Voice-over-IP service Skype has suffered some major down-time, with users around the world unable to sign on and make calls since around 12:15pm UK time.

While some users are unable to access the service at all, others can log on but are unable to make calls or communicate by instant message. The issues are believed to affect Windows, Mac and Linux users.

Skype acknowledged the problem with a tweet at around 1.30pm, which stated: “Some of you may have problems signing in to Skype and making calls. We’re investigating and hope to have more details to share soon.”

Rolling out a fix

Just before 2pm Skype tweeted that it had identified the problem and that it was working on a fix. The company has now posted detailed instructions for repairing the problem manually on its Heartbeat blog. This involves deleting a shared .xml file.

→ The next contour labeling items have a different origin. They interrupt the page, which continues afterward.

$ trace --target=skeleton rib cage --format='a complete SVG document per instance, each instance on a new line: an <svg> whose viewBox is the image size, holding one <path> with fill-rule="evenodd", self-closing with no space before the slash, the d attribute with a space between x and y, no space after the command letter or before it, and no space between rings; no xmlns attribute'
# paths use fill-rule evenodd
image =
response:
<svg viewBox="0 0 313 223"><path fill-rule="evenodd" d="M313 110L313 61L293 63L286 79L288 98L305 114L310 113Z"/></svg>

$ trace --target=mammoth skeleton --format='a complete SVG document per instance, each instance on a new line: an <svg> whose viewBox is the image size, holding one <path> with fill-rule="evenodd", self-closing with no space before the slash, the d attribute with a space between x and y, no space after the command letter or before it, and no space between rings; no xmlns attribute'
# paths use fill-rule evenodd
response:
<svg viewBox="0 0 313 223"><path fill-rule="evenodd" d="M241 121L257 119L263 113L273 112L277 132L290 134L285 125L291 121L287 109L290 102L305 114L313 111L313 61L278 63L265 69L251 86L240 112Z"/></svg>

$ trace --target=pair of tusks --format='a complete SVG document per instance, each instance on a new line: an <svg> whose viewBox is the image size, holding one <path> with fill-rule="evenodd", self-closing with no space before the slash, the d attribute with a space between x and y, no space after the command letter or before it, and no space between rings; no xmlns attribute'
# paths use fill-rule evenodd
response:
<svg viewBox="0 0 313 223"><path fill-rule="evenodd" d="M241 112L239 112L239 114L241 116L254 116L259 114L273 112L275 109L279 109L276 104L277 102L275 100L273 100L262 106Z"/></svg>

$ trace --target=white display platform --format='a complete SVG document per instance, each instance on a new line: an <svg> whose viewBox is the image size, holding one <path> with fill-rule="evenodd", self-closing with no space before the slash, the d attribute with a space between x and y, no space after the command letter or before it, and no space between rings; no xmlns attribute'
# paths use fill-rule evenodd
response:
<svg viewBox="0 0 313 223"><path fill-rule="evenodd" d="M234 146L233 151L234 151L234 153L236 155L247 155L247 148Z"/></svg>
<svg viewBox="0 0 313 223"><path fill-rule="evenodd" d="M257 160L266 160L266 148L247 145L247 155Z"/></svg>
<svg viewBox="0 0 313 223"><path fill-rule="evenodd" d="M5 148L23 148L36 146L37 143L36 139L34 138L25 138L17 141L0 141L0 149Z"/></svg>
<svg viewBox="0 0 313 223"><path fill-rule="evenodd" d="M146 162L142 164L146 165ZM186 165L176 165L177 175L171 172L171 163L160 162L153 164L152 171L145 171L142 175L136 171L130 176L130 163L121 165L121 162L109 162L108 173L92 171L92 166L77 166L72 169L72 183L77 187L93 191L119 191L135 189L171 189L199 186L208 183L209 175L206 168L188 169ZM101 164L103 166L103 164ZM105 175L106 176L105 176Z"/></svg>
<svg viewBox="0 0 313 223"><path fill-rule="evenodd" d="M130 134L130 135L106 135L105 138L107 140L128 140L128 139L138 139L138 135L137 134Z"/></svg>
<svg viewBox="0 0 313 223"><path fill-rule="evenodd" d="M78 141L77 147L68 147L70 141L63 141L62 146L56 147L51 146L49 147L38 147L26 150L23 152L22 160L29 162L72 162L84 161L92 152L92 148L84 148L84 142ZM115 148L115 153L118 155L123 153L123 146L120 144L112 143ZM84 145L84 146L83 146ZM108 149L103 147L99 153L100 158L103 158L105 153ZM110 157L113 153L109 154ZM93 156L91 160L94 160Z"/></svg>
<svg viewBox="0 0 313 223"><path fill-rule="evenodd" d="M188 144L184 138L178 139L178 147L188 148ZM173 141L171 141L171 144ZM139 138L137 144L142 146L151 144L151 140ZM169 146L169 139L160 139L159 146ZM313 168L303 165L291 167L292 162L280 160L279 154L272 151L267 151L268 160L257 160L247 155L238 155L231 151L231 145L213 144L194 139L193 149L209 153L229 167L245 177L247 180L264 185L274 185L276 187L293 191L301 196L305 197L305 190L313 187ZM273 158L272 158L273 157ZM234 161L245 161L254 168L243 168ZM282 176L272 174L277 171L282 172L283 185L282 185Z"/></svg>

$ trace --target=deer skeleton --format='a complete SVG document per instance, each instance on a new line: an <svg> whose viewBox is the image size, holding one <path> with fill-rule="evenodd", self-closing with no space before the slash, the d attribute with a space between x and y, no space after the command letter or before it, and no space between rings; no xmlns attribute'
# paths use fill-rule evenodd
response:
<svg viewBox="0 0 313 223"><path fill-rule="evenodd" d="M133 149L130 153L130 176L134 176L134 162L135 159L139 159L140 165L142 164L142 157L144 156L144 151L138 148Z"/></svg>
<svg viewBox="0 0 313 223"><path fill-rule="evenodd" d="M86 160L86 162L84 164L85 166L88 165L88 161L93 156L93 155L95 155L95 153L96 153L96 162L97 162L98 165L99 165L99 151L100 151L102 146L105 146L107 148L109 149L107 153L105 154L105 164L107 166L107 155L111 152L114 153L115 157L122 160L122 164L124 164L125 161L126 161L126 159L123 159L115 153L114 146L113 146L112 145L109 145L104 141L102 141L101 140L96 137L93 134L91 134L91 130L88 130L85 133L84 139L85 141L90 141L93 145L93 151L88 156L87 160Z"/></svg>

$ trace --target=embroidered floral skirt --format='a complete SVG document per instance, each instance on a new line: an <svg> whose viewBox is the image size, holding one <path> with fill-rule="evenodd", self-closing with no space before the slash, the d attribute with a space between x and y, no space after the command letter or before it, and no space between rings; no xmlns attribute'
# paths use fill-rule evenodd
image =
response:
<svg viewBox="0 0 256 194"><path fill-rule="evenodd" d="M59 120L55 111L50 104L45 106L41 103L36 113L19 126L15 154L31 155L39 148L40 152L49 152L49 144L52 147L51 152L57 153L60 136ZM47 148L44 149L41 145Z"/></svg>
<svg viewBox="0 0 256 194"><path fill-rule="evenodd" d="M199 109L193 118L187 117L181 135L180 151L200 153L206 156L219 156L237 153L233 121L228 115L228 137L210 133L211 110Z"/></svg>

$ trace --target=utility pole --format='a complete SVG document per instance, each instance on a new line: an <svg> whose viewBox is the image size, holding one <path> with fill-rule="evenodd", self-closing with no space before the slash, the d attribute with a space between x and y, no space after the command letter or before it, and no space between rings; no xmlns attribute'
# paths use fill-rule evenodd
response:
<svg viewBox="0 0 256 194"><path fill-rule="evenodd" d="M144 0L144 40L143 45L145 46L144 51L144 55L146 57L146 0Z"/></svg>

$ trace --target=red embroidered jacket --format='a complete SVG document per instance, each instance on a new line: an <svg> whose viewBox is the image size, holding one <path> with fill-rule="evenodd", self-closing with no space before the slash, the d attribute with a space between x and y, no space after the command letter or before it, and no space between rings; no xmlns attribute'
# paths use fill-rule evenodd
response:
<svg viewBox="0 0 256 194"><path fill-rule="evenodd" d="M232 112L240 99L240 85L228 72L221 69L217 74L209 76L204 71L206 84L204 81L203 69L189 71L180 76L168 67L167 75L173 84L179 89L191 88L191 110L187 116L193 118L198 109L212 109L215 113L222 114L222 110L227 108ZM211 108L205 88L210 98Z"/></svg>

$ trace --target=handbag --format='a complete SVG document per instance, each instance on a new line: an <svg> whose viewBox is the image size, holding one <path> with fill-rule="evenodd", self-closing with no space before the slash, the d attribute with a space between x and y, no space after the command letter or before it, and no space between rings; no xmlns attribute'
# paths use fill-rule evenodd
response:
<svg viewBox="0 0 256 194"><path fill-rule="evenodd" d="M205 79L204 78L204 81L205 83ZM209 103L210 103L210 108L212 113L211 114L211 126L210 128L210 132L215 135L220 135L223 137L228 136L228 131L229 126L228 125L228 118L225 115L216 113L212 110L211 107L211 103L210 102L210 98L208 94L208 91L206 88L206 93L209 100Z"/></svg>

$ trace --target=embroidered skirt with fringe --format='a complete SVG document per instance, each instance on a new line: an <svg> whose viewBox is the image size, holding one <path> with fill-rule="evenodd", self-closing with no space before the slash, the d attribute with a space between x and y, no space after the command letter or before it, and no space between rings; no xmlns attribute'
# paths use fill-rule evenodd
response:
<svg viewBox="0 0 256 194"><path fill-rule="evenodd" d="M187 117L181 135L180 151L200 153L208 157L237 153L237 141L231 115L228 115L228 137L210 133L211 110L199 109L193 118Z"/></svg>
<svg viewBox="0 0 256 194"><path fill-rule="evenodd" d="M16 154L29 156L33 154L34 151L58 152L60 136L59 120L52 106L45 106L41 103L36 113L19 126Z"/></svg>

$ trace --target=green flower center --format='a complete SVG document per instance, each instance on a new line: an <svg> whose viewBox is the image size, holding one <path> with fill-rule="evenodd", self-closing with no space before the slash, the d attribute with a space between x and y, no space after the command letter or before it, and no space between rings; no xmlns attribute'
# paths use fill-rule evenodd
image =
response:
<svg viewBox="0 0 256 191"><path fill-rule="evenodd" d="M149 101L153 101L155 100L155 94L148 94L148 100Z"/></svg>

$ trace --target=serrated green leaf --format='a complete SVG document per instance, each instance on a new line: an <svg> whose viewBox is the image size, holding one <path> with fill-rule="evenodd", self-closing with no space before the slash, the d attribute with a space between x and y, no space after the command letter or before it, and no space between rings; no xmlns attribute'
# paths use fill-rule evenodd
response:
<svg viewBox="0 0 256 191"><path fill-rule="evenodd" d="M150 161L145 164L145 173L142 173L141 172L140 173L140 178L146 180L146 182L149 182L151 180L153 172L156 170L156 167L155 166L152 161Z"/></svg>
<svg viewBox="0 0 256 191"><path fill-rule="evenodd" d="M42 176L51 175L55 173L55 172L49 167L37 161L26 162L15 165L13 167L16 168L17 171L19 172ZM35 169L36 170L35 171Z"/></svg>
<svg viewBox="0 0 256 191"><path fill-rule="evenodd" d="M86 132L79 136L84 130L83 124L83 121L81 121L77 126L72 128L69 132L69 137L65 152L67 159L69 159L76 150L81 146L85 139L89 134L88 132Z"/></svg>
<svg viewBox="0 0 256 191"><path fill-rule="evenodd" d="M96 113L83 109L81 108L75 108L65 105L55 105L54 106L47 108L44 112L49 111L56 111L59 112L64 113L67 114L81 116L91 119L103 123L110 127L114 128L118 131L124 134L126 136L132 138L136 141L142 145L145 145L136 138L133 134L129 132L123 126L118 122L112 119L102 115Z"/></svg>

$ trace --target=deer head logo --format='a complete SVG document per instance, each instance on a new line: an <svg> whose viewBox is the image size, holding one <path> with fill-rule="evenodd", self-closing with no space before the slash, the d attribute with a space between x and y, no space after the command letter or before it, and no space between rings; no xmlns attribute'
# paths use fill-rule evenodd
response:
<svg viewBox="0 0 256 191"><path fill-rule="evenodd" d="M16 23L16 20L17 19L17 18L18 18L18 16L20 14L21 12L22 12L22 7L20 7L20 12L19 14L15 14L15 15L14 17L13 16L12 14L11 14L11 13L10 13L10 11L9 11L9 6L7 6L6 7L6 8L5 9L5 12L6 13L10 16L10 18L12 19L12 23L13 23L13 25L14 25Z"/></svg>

Although Skype has so far offered no explanation for the crash, it seems the problem could be related to a server outage. The company’s website is also off and on, with a message that reads:

“Looks like our server is down. This usually means that we’re doing maintenance work or there are too many visitors at skype.com and we cannot cope with the popularity. In any case – we’re already fixing it and everything should be back to normal in a few minutes.”

The crash has prompted a storm of updates on Twitter, with many users directing their anger at Skype’s new owner Microsoft. The $8.5 billion (£5bn) acquisition was announced earlier this month, following rumours that Google and Facebook were also interested in buying the company. There is some speculation that the crash has been caused by work to integrate the two companies’ systems.

“Skype not working, or as they refer to it: the Microsoft effect,” tweeted one frustrated user.

Not the first time

The anger is perhaps misdirected, given that Skype suffered a major outage just before Christmas – long before Microsoft had any involvement in the company. That 30-hour outage was caused by a failure of Skype’s “supernodes” (clusters of computer servers linked by peer-to-peer networking software).

The outage prevented millions of Skype users from making contact with their loved ones over the Christmas break.

Following the incident, the company’s CEO Tony Bates, offered refunds to those unable to make calls during the shut down, and promised to send pay-as-you-go and pre-pay users a Skype credit voucher via email. It remains to be seen whether similar compensation will be offered this time around.